The Shootings at Grand Rapids High School

Wednesday, October 5, 1966

As the 40th anniversary the Grand Rapids High School shooting approached, I received an e-mail from Survivor Kevin Roth.  He asked me to post the following news story so that you, my visitor, can see how being a Survivor of a school shooting is something you don't outgrow.  I hope his words help us all to see what it is like to be a school shooting Survivor.  The news story was written by John Welbes of the Pioneer Press and first published on Sunday, November 2, 2003.


Published on 11/02/2003

Byline: By John Welbes, Pioneer Press

Each time Kevin Roth hears of a school shooting, it sends him back to a place he can't put in the past.

The day is Oct. 5, 1966. Roth, age 14, is standing outside Grand Rapids High School smoking with friends on a cold morning. He looks up to see a classmate approaching, gun in hand. Seconds later, he's staggered by the pain of a bullet tearing into his chest.

Roth's parents were told he would likely die. A priest at the hospital said last rites. But it was the day's other victim, an administrator who rushed to help, who took the second bullet and became the first to die in a Minnesota school shooting.

The Grand Rapids shooting is sadly similar to the one five weeks ago at Rocori High in Cold Spring , Minn. In each case, 15-year-old boys, reportedly teased about their looks, pulled the trigger on a .22-caliber handgun, shooting two people.

The stories may end very differently in the justice handed down. The Grand Rapids shooter was sentenced in 1966 as a juvenile and paroled after five years in prison. But the law has a harder edge in 2003. Prosecutors in the Cold Spring case convened a grand jury, which can indict on first-degree murder charges, and indicated they intend to try John Jason McLaughlin, the suspected shooter, as an adult. If found guilty of first-degree murder, he would face a life sentence.

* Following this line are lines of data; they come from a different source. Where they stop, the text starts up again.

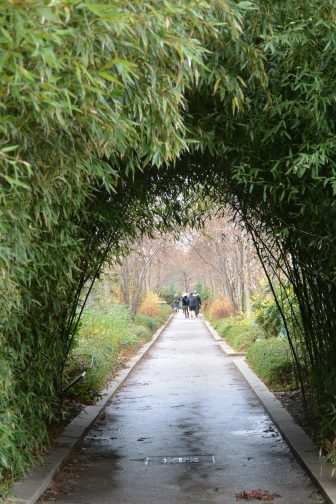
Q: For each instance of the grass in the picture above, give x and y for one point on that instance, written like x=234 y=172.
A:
x=238 y=332
x=106 y=340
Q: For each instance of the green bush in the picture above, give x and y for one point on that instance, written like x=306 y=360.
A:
x=105 y=333
x=147 y=321
x=104 y=338
x=238 y=332
x=272 y=361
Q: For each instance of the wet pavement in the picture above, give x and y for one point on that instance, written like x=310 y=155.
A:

However that turns out, Roth's story from 37 years ago shows it may be a long time before the Cold Spring families find any peace. Roth is still looking.

A few days after Cold Spring, he talked briefly to the parents of Seth Bartell, 14, one of the victims who has since died. With each school shooting he hears of, Roth also questions his role in the teasing that led to the 1966 tragedy.

A few months ago, Roth contacted corrections officials in Minnesota , hoping to find David M. Black Jr., the student who shot him. The call was fueled by "the internal hurt I've dealt with," Roth said. He was unsuccessful. "If he can hear from the victim that I forgive you, maybe he can learn to forgive himself. I don't know why I feel that way. I've been told by many people that I shouldn't."


The Grand Rapids shooting has its roots in teasing that probably had been going on for years, Roth said. And in the summer of 1966, David M. Black Jr. appears to have reached a breaking point.

"I didn't know him at all. I knew who he was, but I had not really had any contact with him," Roth said. He remembers seeing Black at hockey rinks years earlier, when grade school kids from Black's neighborhood would talk about him while Black watched hockey practice from the sidelines.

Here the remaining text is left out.